Elazer Edelman, MD, Thomas D. and Virginia W. Cabot Professor of Health Sciences and Technology, Massachusetts Institute of Technology, Professor of Medicine, Harvard Medical School, and Senior Attending Physician, Brigham and Women’s Hospital receives a DRIVE award to develop minimally invasive tissue engineering therapies for acute airway injuries. Airway inhalation injury produces severe lung damage and respiratory failure, and is the most common cause of death in burn centers. By embedding healthy bronchial epithelial and endothelial cells within porous matrices, the team has created stable cell constructs which can be implanted into peri-tracheal soft tissue surrounding injury sites. The matrix micro-environment allows for cell preservation with significant shelf-life, ready transport, and an effective therapeutic unit with no demonstrable immune response. Acellularized gelatin particle formulation also has been developed which can be deployed as an injectable, expandable gel around sites of injury. With the DRIVE award, the team will optimize the technology and begin large animal pilot studies on injectable formulations. Ultimately, Dr Edelman envisions two minimally invasive clinical formulations in treating inhalation injuries; an implantable cellularized matrix and injectable matrix particles in an expandable gel. The latter can be injected around the site of injury by first responders while the former can be deployed at designated medical centers as definitive therapy for inhalation injury.
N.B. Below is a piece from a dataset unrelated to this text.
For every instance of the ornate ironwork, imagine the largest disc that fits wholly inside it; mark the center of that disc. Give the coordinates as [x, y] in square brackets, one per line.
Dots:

Bruce Bean, PhD, Professor of Neurobiology, Harvard Medical School receives a DRIVE award for silencing airway nociceptors for treatment of cough and airway inflammation. Cough is the most common reason patients see their primary care physician and the sixth most common reason for hospital-based outpatient care. Cough is poorly treated by currently available therapeutics, including opioids, dextromethorphan and benzonatate. The team has developed a novel treatment based on selective delivery of permanently charged cationic sodium channel blockers into activated airway nociceptors through activated TRPV1 and TRPA1 ion channels, which are selectively expressed by nociceptors. Using the tool compound delivered as an inhaled aerosol, the team has shown that this approach can inhibit cough and dramatically reducing airway inflammation in small animal models. They have now synthesized novel compounds that block neuronal sodium channels more potently and propose to test these and initiate pharmacokinetic studies.